Within individual awards, the Fair Work Commission sensibly put in place phased adjustment of some conditions so as to get employees in an industry across the country on to a common set of conditions. They used annual wage reviews to cushion the impact on those whose entitlement was nominally reducing. They also did this with phased adjustments to penalty rates in some industries. What if they took this a step further and did it across all awards to provide one standard set of conditions for all award-covered workers?

Perhaps we could have a system where the core conditions of employment for all workers in an enterprise are the same based on the industry that the business operates in rather than the occupation of the employee.

Let’s take the case of an artwork manufacturer and wholesaler who has a designer covered by the Graphic Arts Award, a framer covered by the Manufacturing and Associated Industries and Occupations Award, a driver covered by the Road Transport and Distribution Award and an administrator covered by the Clerks – Private Sector Award. So there are 4 employees and 4 awards with different conditions of employment.

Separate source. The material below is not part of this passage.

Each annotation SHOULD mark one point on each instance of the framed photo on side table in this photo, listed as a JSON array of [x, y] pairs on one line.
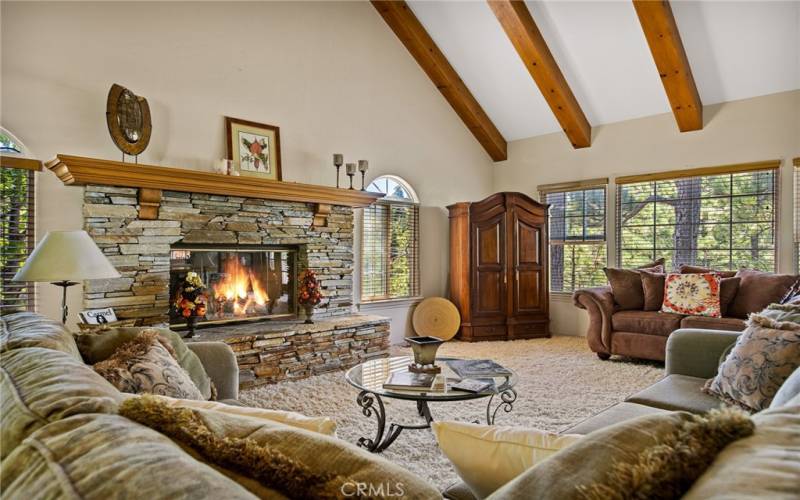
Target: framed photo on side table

So let’s reimagine the system to see what it might look like:

  1. We already have the 10 National Employment Standards that apply to everyone under the Fair Work Act
  2. We could then have National Award Standards that apply to every award covered employee and these could include:
    • ordinary hours of work
    • shiftwork and shift allowances
    • overtime hours and loadings
    • penalty rates on evenings, weekends and public holidays
    • common allowances such as first aid allowance, vehicle allowance, meal allowance, etc
    • annual leave loading
    • annual leave – advance, cashing in and direction to take and closedowns
    • termination of employment and redundancy
    • consultation arrangements
    • dispute resolution arrangements
    • individual flexibility agreements
    • other conditions that are common across awards
  3. Industry/occupational specific schedules of minimum rates of pay, allowances and special rates that are peculiar to the occupation or industry.

There would be some changes required to get all award employees on to the same conditions eg some awards have overtime at 1.5 times for the first 2 hours and some have it for the first 3 hours. Let’s just make it the first 2.5 hours and phase the changes in for everyone just as the Fair Work Commission did with penalty rates etc in some industries.

The other alternative as noted above would be to designate one award for all employees in a business based on the primary activity of the business. The minimum rates for the occupation could be drawn from the relevant occupational award but otherwise conditions are common for all award covered employees in a business. There is some precedent in this regard. Before modern awards were introduced, the Transport Workers (Mixed Industries) Award allowed for drivers to pick up the conditions applying to most workers in the business.

Either of the approaches noted above would massively simplify compliance for employers and provide fair and equal conditions for their employees. It just requires a bit of imagination and common sense plus the parties involved in the process having the will and the courage to change.